Finalmente el Presidente de la República portuguesa, Aníbal Cavaco Silva, en uso de sus atribuciones, ha decidido enviar al Tribunal Constitucional de ese país la ley permite el matrimonio entre personas del mismo sexo, para su “fiscalización preventiva”. El requerimiento presidencial deja fuera, eso sí, la disposición que prohíbe la adopción, asegurándose así que no le salga el tiro por la culata y el tribunal invalide precisamente este párrafo de la ley, el único que sería de su agrado.

Declaraciones desde todo el arco político parecen reflejar que ya se esperaba un movimiento como éste por parte de Cavaco, miembro del Partido Socialdemócrata (PSD, que pese a su nombre es una formación de centro-derecha), actualmente en la oposición parlamentaria.

El recurso al Constitucional, pese a la incertidumbre que la propia derecha ha expresado hasta ahora sobre el resultado (el artículo 13.2 de la Constitución portuguesa prohíbe explícitamente la discriminación por razón de la orientación sexual) es la única posibilidad que le quedaba para impedir su aplicación. El simple veto presidencial habría sido fácilmente levantado con la actual composición del legislativo portugués, en el que dominan las formaciones de izquierda.
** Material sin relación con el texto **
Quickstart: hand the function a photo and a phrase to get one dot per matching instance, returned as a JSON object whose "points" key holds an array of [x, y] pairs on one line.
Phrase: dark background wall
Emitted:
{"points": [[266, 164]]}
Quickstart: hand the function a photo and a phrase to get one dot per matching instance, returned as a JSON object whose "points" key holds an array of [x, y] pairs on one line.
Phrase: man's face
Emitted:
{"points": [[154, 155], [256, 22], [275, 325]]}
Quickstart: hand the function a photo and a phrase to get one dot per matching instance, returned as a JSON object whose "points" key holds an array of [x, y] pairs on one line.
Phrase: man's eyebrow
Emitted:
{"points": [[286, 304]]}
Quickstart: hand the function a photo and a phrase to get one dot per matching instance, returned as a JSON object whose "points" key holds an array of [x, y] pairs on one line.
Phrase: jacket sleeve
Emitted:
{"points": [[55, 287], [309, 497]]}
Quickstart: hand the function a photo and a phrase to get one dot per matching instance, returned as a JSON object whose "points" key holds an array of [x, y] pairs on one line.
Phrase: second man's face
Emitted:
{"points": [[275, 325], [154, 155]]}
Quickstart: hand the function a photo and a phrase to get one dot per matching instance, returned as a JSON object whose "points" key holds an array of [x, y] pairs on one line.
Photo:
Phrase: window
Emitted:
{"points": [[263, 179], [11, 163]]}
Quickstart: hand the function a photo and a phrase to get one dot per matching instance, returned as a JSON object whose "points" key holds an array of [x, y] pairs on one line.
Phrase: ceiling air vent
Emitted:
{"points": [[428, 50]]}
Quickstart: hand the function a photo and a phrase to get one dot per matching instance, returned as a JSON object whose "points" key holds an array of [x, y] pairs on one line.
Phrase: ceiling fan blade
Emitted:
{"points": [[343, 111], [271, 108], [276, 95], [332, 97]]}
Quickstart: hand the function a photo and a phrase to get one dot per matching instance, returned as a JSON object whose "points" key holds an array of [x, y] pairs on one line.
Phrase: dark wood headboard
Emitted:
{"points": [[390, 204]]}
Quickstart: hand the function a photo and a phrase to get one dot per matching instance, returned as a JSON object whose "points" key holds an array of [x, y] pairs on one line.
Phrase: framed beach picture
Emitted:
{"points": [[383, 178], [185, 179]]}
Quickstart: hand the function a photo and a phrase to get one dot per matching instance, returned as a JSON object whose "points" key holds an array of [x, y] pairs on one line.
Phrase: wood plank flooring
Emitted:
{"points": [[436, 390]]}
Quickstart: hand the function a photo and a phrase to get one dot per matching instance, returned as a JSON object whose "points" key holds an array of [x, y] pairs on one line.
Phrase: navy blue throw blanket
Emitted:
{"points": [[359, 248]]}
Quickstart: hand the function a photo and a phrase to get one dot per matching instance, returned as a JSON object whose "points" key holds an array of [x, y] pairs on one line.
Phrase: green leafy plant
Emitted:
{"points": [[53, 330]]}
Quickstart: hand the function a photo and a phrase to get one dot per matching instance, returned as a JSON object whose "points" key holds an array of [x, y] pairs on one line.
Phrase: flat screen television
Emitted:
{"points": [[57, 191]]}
La aplicación de la norma queda ahora a la espera del pronunciamiento de los magistrados, que primero deberán decidir sobre la aceptación o no del recurso.

Un objetivo adicional que la derecha portuguesa puede haber conseguido con este movimiento, incluso aunque el Constitucional portugués se manifeste finalmente contra el recurso, sería retrasar la entrada en vigor de la ley hasta después de la visital papal a Portugal, prevista para el próximo mes de mayo.